Query inside RTF

Started by Leonardo M. Raméover 16 years ago9 messagesgeneral
Jump to latest
#1Leonardo M. Ramé
l.rame@griensu.com

Hi, in my database I store RTF files inside a Bytea field. Now a
customer is requesting a search inside RTF fields and I'm trying to
implement it by issuing this query:

select
*
from my_table
where
cast(rtf_field as varchar) like '%condition%'

This works ok when the condition doesn't include accented chars.

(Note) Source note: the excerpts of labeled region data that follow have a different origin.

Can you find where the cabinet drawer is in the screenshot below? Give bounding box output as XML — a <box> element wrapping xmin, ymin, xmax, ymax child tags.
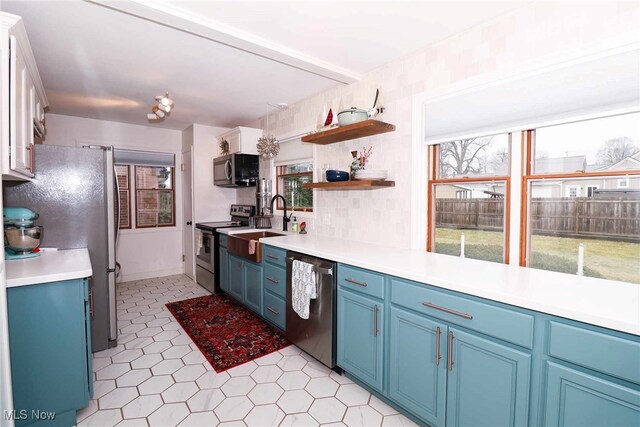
<box><xmin>549</xmin><ymin>322</ymin><xmax>640</xmax><ymax>384</ymax></box>
<box><xmin>338</xmin><ymin>264</ymin><xmax>384</xmax><ymax>299</ymax></box>
<box><xmin>262</xmin><ymin>245</ymin><xmax>287</xmax><ymax>267</ymax></box>
<box><xmin>262</xmin><ymin>263</ymin><xmax>287</xmax><ymax>298</ymax></box>
<box><xmin>391</xmin><ymin>278</ymin><xmax>534</xmax><ymax>348</ymax></box>
<box><xmin>262</xmin><ymin>292</ymin><xmax>286</xmax><ymax>330</ymax></box>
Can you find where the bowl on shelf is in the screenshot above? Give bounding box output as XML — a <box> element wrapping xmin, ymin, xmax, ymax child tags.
<box><xmin>326</xmin><ymin>169</ymin><xmax>349</xmax><ymax>182</ymax></box>
<box><xmin>354</xmin><ymin>169</ymin><xmax>388</xmax><ymax>181</ymax></box>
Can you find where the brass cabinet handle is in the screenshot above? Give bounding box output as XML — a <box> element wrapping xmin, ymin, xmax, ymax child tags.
<box><xmin>89</xmin><ymin>288</ymin><xmax>93</xmax><ymax>319</ymax></box>
<box><xmin>422</xmin><ymin>302</ymin><xmax>473</xmax><ymax>320</ymax></box>
<box><xmin>344</xmin><ymin>278</ymin><xmax>367</xmax><ymax>288</ymax></box>
<box><xmin>373</xmin><ymin>304</ymin><xmax>378</xmax><ymax>337</ymax></box>
<box><xmin>449</xmin><ymin>332</ymin><xmax>454</xmax><ymax>371</ymax></box>
<box><xmin>436</xmin><ymin>326</ymin><xmax>442</xmax><ymax>366</ymax></box>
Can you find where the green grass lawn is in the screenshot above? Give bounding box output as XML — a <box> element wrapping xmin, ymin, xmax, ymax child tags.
<box><xmin>436</xmin><ymin>228</ymin><xmax>640</xmax><ymax>283</ymax></box>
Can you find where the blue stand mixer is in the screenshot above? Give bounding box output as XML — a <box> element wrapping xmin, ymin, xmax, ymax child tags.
<box><xmin>2</xmin><ymin>208</ymin><xmax>42</xmax><ymax>260</ymax></box>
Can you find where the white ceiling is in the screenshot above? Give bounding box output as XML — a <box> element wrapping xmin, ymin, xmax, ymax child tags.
<box><xmin>2</xmin><ymin>0</ymin><xmax>522</xmax><ymax>129</ymax></box>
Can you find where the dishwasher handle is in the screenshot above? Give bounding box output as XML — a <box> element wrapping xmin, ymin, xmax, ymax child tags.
<box><xmin>287</xmin><ymin>257</ymin><xmax>333</xmax><ymax>276</ymax></box>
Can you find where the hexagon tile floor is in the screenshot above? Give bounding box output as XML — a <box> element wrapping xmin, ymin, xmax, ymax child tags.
<box><xmin>77</xmin><ymin>275</ymin><xmax>415</xmax><ymax>427</ymax></box>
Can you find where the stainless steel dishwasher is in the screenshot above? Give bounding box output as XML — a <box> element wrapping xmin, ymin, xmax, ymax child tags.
<box><xmin>286</xmin><ymin>251</ymin><xmax>337</xmax><ymax>368</ymax></box>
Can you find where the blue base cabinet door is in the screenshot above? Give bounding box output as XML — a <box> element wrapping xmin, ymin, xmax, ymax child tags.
<box><xmin>218</xmin><ymin>248</ymin><xmax>229</xmax><ymax>293</ymax></box>
<box><xmin>545</xmin><ymin>361</ymin><xmax>640</xmax><ymax>427</ymax></box>
<box><xmin>229</xmin><ymin>255</ymin><xmax>244</xmax><ymax>302</ymax></box>
<box><xmin>338</xmin><ymin>289</ymin><xmax>384</xmax><ymax>391</ymax></box>
<box><xmin>447</xmin><ymin>328</ymin><xmax>531</xmax><ymax>427</ymax></box>
<box><xmin>389</xmin><ymin>308</ymin><xmax>447</xmax><ymax>426</ymax></box>
<box><xmin>7</xmin><ymin>279</ymin><xmax>93</xmax><ymax>427</ymax></box>
<box><xmin>244</xmin><ymin>262</ymin><xmax>262</xmax><ymax>315</ymax></box>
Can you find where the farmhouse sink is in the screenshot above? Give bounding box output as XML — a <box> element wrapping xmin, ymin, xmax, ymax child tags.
<box><xmin>227</xmin><ymin>231</ymin><xmax>285</xmax><ymax>262</ymax></box>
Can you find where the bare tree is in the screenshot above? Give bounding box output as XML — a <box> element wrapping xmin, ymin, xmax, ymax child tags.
<box><xmin>440</xmin><ymin>136</ymin><xmax>493</xmax><ymax>178</ymax></box>
<box><xmin>597</xmin><ymin>136</ymin><xmax>640</xmax><ymax>166</ymax></box>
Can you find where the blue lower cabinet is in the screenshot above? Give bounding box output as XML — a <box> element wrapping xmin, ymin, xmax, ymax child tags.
<box><xmin>218</xmin><ymin>247</ymin><xmax>229</xmax><ymax>293</ymax></box>
<box><xmin>389</xmin><ymin>307</ymin><xmax>447</xmax><ymax>426</ymax></box>
<box><xmin>7</xmin><ymin>279</ymin><xmax>93</xmax><ymax>427</ymax></box>
<box><xmin>337</xmin><ymin>287</ymin><xmax>384</xmax><ymax>391</ymax></box>
<box><xmin>447</xmin><ymin>328</ymin><xmax>531</xmax><ymax>426</ymax></box>
<box><xmin>544</xmin><ymin>362</ymin><xmax>640</xmax><ymax>427</ymax></box>
<box><xmin>244</xmin><ymin>261</ymin><xmax>262</xmax><ymax>314</ymax></box>
<box><xmin>228</xmin><ymin>255</ymin><xmax>244</xmax><ymax>302</ymax></box>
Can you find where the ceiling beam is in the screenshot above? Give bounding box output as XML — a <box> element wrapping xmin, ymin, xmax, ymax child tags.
<box><xmin>85</xmin><ymin>0</ymin><xmax>362</xmax><ymax>84</ymax></box>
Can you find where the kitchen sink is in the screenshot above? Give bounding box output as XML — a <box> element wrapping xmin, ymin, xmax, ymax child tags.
<box><xmin>227</xmin><ymin>231</ymin><xmax>285</xmax><ymax>262</ymax></box>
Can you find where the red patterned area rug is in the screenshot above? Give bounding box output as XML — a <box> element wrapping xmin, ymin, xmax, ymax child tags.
<box><xmin>167</xmin><ymin>294</ymin><xmax>290</xmax><ymax>372</ymax></box>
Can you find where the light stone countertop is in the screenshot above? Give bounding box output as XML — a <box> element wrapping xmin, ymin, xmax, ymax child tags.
<box><xmin>252</xmin><ymin>230</ymin><xmax>640</xmax><ymax>335</ymax></box>
<box><xmin>5</xmin><ymin>248</ymin><xmax>93</xmax><ymax>288</ymax></box>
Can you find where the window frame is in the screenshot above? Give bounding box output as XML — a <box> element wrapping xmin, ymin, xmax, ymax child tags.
<box><xmin>426</xmin><ymin>136</ymin><xmax>514</xmax><ymax>265</ymax></box>
<box><xmin>519</xmin><ymin>126</ymin><xmax>640</xmax><ymax>268</ymax></box>
<box><xmin>274</xmin><ymin>160</ymin><xmax>315</xmax><ymax>213</ymax></box>
<box><xmin>114</xmin><ymin>164</ymin><xmax>133</xmax><ymax>230</ymax></box>
<box><xmin>133</xmin><ymin>165</ymin><xmax>176</xmax><ymax>229</ymax></box>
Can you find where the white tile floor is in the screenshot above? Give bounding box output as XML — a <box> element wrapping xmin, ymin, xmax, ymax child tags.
<box><xmin>77</xmin><ymin>275</ymin><xmax>415</xmax><ymax>427</ymax></box>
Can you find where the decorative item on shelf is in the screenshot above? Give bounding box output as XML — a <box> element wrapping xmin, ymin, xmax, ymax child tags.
<box><xmin>351</xmin><ymin>147</ymin><xmax>373</xmax><ymax>178</ymax></box>
<box><xmin>219</xmin><ymin>138</ymin><xmax>229</xmax><ymax>156</ymax></box>
<box><xmin>256</xmin><ymin>135</ymin><xmax>280</xmax><ymax>159</ymax></box>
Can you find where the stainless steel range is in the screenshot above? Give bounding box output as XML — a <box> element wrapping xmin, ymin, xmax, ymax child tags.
<box><xmin>195</xmin><ymin>205</ymin><xmax>255</xmax><ymax>293</ymax></box>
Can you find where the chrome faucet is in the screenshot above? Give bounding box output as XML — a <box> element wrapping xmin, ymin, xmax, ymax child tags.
<box><xmin>270</xmin><ymin>194</ymin><xmax>291</xmax><ymax>231</ymax></box>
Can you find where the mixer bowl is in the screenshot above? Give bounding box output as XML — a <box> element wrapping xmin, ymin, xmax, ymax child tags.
<box><xmin>4</xmin><ymin>227</ymin><xmax>42</xmax><ymax>254</ymax></box>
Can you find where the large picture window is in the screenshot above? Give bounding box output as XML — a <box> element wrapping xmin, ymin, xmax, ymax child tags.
<box><xmin>427</xmin><ymin>134</ymin><xmax>510</xmax><ymax>262</ymax></box>
<box><xmin>276</xmin><ymin>161</ymin><xmax>313</xmax><ymax>212</ymax></box>
<box><xmin>135</xmin><ymin>166</ymin><xmax>175</xmax><ymax>228</ymax></box>
<box><xmin>521</xmin><ymin>113</ymin><xmax>640</xmax><ymax>283</ymax></box>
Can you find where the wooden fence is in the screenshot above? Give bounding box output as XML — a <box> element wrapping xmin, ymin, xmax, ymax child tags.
<box><xmin>436</xmin><ymin>195</ymin><xmax>640</xmax><ymax>242</ymax></box>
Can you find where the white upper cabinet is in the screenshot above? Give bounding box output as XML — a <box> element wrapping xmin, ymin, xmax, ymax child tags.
<box><xmin>217</xmin><ymin>126</ymin><xmax>262</xmax><ymax>157</ymax></box>
<box><xmin>0</xmin><ymin>13</ymin><xmax>48</xmax><ymax>180</ymax></box>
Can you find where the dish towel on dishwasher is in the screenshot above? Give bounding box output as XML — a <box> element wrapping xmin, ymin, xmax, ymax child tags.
<box><xmin>291</xmin><ymin>260</ymin><xmax>318</xmax><ymax>319</ymax></box>
<box><xmin>195</xmin><ymin>228</ymin><xmax>202</xmax><ymax>256</ymax></box>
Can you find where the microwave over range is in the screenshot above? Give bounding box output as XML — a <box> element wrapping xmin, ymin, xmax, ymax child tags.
<box><xmin>213</xmin><ymin>153</ymin><xmax>260</xmax><ymax>187</ymax></box>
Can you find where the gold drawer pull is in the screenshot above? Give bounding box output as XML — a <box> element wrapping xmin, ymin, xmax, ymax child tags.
<box><xmin>344</xmin><ymin>278</ymin><xmax>367</xmax><ymax>288</ymax></box>
<box><xmin>436</xmin><ymin>326</ymin><xmax>442</xmax><ymax>366</ymax></box>
<box><xmin>422</xmin><ymin>302</ymin><xmax>473</xmax><ymax>320</ymax></box>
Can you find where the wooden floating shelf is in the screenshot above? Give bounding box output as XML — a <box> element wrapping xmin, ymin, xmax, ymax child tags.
<box><xmin>302</xmin><ymin>180</ymin><xmax>396</xmax><ymax>190</ymax></box>
<box><xmin>301</xmin><ymin>119</ymin><xmax>396</xmax><ymax>145</ymax></box>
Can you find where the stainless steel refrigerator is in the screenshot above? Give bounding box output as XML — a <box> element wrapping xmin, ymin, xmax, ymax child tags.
<box><xmin>4</xmin><ymin>145</ymin><xmax>120</xmax><ymax>352</ymax></box>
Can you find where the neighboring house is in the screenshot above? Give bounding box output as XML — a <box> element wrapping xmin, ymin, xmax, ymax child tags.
<box><xmin>531</xmin><ymin>152</ymin><xmax>640</xmax><ymax>198</ymax></box>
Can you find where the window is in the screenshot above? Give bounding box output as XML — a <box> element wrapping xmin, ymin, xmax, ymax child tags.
<box><xmin>427</xmin><ymin>134</ymin><xmax>510</xmax><ymax>262</ymax></box>
<box><xmin>135</xmin><ymin>166</ymin><xmax>175</xmax><ymax>228</ymax></box>
<box><xmin>276</xmin><ymin>161</ymin><xmax>313</xmax><ymax>212</ymax></box>
<box><xmin>521</xmin><ymin>113</ymin><xmax>640</xmax><ymax>283</ymax></box>
<box><xmin>115</xmin><ymin>165</ymin><xmax>131</xmax><ymax>229</ymax></box>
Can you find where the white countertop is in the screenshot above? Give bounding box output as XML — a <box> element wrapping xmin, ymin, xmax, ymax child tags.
<box><xmin>5</xmin><ymin>249</ymin><xmax>93</xmax><ymax>288</ymax></box>
<box><xmin>255</xmin><ymin>233</ymin><xmax>640</xmax><ymax>335</ymax></box>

RTF
escapes accented characters as "\'f1" for í, "\'f3" for ó, and so on.

To escape \ and ', I'd read it shuld be used \\ and '', so I thaugth
that a like '%diagn\\\\''f3stica%' should get "diagnóstica", but it
doesn't.

Any hint on this?

--
Leonardo M. Ramé
Griensu S.A. - Medical IT Córdoba
Tel.: 0351-4247979

#2Merlin Moncure
mmoncure@gmail.com
In reply to: Leonardo M. Ramé (#1)
Re: Query inside RTF

2009/10/8 Leonardo M. <l.rame@griensu.com>:

Hi, in my database I store RTF files inside a Bytea field. Now a
customer is requesting a search inside RTF fields and I'm trying to
implement it by issuing this query:

select
 *
from my_table
where
 cast(rtf_field as varchar) like '%condition%'

This works ok when the condition doesn't include accented chars. RTF
escapes accented characters as "\'f1" for í, "\'f3" for ó, and so on.

To escape \ and ', I'd read it shuld be used \\ and '', so I thaugth
that a like '%diagn\\\\''f3stica%' should get "diagnóstica", but it
doesn't.

Any hint on this?

first, try dollar quoting:
cast(rtf_field as varchar) like $merlin$%condition%$merlin$

:-)

merlin

#3Leonardo M. Ramé
l.rame@griensu.com
In reply to: Merlin Moncure (#2)
Re: Query inside RTF

On jue, 2009-10-08 at 11:28 -0400, Merlin Moncure wrote:

2009/10/8 Leonardo M. <l.rame@griensu.com>:

Hi, in my database I store RTF files inside a Bytea field. Now a
customer is requesting a search inside RTF fields and I'm trying to
implement it by issuing this query:

select
*
from my_table
where
cast(rtf_field as varchar) like '%condition%'

This works ok when the condition doesn't include accented chars. RTF
escapes accented characters as "\'f1" for í, "\'f3" for ó, and so on.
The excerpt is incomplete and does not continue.